1c. A patient with persisting cough following viral upper respiratory tract infection.

Case history- A young lady presents with cough persisting for 13 days following recovery from a viral upper respiratory tract infection 20 days back.

What would you consider as differential diagnosis?

Acute bronchitis

Primary viral pneumonias

Post viral bronchial hyper reactivity

Precipitation of cough variant asthma

  • Acute bronchitisIt often follows acute coryza. Initially dry cough, then chest tightness, wheeze and breathlessness develop. Sputum is initially scanty or mucoid then becomes mucopurulent, more copious, and often blood-stained.
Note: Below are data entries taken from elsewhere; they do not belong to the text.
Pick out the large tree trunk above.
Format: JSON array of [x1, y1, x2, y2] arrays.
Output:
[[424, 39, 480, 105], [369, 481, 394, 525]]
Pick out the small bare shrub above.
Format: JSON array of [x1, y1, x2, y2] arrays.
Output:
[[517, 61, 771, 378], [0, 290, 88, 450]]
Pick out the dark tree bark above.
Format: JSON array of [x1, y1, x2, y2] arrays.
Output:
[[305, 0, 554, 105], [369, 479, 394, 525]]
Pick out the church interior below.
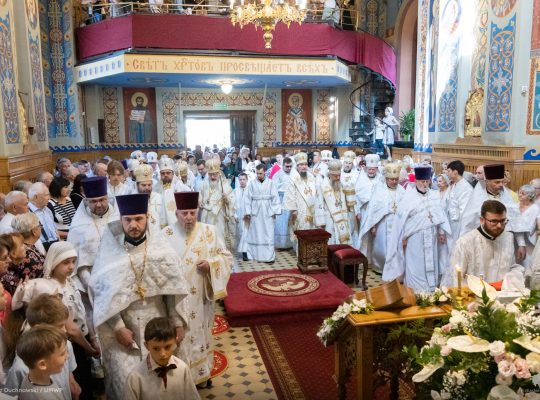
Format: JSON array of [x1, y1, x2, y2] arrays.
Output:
[[0, 0, 540, 400]]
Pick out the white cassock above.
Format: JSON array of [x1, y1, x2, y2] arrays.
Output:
[[88, 221, 188, 399], [521, 203, 540, 268], [340, 168, 358, 243], [244, 179, 281, 262], [460, 185, 527, 246], [148, 191, 167, 230], [107, 182, 131, 198], [355, 182, 405, 272], [382, 188, 451, 292], [315, 178, 351, 244], [272, 169, 293, 249], [354, 170, 384, 226], [446, 179, 474, 243], [163, 222, 233, 384], [199, 176, 236, 253], [67, 202, 120, 292], [442, 228, 514, 287], [122, 356, 201, 400], [283, 170, 317, 253], [234, 186, 247, 253]]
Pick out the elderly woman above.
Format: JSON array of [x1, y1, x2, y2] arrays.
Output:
[[518, 185, 540, 268], [47, 176, 76, 239], [0, 213, 45, 294]]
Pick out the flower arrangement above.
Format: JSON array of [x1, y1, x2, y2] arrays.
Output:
[[404, 275, 540, 400], [317, 299, 373, 347], [415, 287, 450, 307]]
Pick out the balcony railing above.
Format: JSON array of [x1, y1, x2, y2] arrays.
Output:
[[75, 0, 368, 31]]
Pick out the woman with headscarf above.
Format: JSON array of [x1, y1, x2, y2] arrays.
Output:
[[13, 241, 100, 399]]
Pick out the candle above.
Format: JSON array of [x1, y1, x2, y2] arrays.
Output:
[[456, 265, 461, 296]]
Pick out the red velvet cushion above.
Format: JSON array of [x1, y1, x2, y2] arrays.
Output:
[[327, 244, 352, 261], [334, 247, 364, 260]]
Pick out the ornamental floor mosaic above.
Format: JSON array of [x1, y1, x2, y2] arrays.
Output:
[[199, 251, 381, 400]]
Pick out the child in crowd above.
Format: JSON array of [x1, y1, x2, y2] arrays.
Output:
[[17, 324, 68, 400], [13, 242, 99, 400], [5, 294, 81, 400], [123, 318, 200, 400]]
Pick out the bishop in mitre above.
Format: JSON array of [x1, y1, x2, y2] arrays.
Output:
[[315, 160, 351, 244], [88, 193, 189, 399], [163, 192, 232, 385], [356, 164, 405, 273], [283, 152, 317, 251]]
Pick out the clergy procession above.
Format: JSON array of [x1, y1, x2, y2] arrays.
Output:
[[0, 146, 540, 399]]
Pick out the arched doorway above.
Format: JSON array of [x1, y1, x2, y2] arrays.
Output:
[[394, 0, 418, 115]]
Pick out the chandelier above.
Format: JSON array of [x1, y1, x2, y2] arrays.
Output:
[[230, 0, 307, 49]]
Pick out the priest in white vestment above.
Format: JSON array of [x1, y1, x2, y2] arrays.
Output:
[[443, 200, 514, 287], [382, 167, 451, 292], [88, 194, 188, 399], [272, 157, 293, 249], [446, 160, 473, 243], [67, 176, 120, 330], [234, 172, 248, 261], [283, 152, 317, 252], [460, 164, 527, 263], [152, 155, 191, 228], [315, 160, 351, 244], [199, 159, 236, 253], [354, 164, 405, 273], [244, 164, 281, 263], [164, 192, 233, 386], [355, 154, 384, 227], [135, 164, 167, 230], [340, 150, 359, 243]]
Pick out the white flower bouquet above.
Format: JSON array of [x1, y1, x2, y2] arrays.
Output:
[[317, 299, 373, 347], [405, 276, 540, 400]]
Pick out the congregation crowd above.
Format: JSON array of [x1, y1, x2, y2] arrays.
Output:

Acute bronchitis may be associated with a pyrexia of 38-39°C. On auscultation of chest, wide spread rhonchi and crepitation are found. Spontaneous recovery occurs over a few days

 Treatment- Specific treatment rarely necessary in previously healthy individuals.

Amoxicillin 250 mg 8-hourly for 7 days

Cough may be eased by pholcodine 5-10 mg 6-8-hourly.

  • Primary viral pneumonias– may cause pneumonia commonly complicated by secondary bacterial infection which is treated as bacterial pneumonia.
  • Post viral bronchial hyperreactivity- Postviral bronchial hyperreactivity syndrome is a common complication of upper and lower respiratory tract viral infections. The respiratory symptoms closely resemble those of asthma (cough, wheeze and chest tightness), but they are present for only 3 weeks to 3 months following the acute viral infection.

Treatment- Bronchodilator such as beta 2 agonist inhaler (sulbutamol) and/or corticosteroid inhaler (beclomethasone) usually for 3 months.